Paris au fil des rues

 

Une histoire des noms des rues de Paris commandée par les éditions Atlas

Introduction

 

 

     Rivoli, Vaugirard, Daumesnil ou la Roquette… En lisant ces mots, qui pense à une bataille, un village, un baron ou un caillou ? Les noms des rues de Paris sont à ce point ancrés dans notre quotidien et dans notre vocabulaire qu’ils en deviennent comme autonomes, affranchis d’une histoire qui a présidé à leur naissance. On a beau habiter dans telle rue ou la traverser chaque jour, bien rarement on plisse les yeux pour lire le sous-titre explicatif, quand il existe.

 

     Certains noms, pourtant, accrochent l’attention et titille la curiosité. Rue du Chat-qui-Pêche, rue du Pas-de-la-Mule, rue de la Grande-Truanderie… Comme un petit grain de folie qui serait venu faire dérailler la si sérieuse nomenclature officielle. C’est que Paris est riche de cette histoire et de ses petites histoires : on n’est pas à New York, où les rues portent des numéros.

 

     Les plaques de rues ont beau être de tôle, ce sont en fait de véritables palimpsestes – ces anciens parchemins que l’on grattait pour les effacer et réécrire par-dessus à l’infini.

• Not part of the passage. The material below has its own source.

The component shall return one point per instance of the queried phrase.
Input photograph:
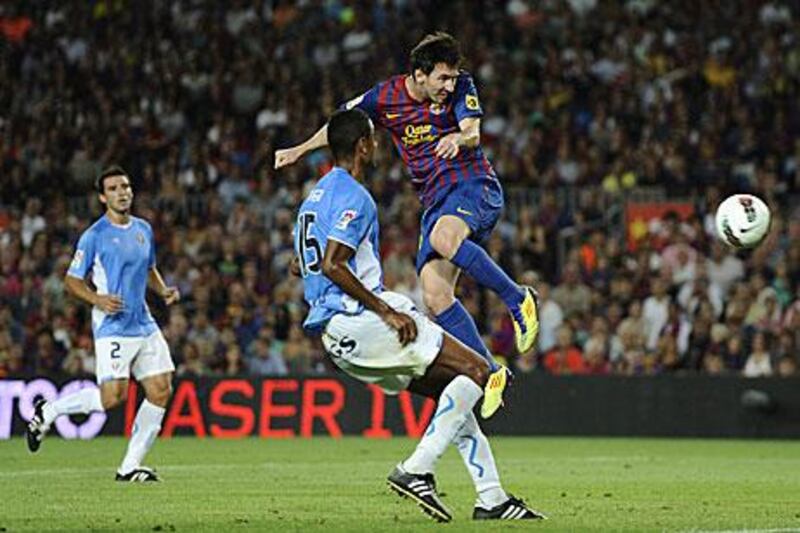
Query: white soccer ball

Rarement un nom de rue a été attribué de longue date et a résisté aux siècles. La plupart ont connu mille retournements : déformation due à la transmission orale, petits arrangements avec les mots sollicités par les propriétaires ou les échevins, voire véritable lutte de pouvoir entre les régimes successifs. « Les écriteaux de nos rues sont des tables d’honneur plus souvent lues que les annales de l’histoire », notait très justement Charles Merruau, secrétaire du préfet de la Seine chargé d’y mettre de l’ordre au XIXe siècle.

 

     On commence à s’en apercevoir sous Henri IV, premier grand urbaniste, et, dès lors, les différents pouvoirs n’ont de cesse de mettre leur patte pour caser ici leurs héros et là leurs valeurs. Aujourd’hui, c’est le conseil municipal qui décide du nom des rues, avec la possibilité d’être contesté en justice par le préfet ou même par les riverains.

 

     La ville bouge, les noms vivent et les plaques, souvent, nous font des clins d’œil. À nous de les saisir au vol.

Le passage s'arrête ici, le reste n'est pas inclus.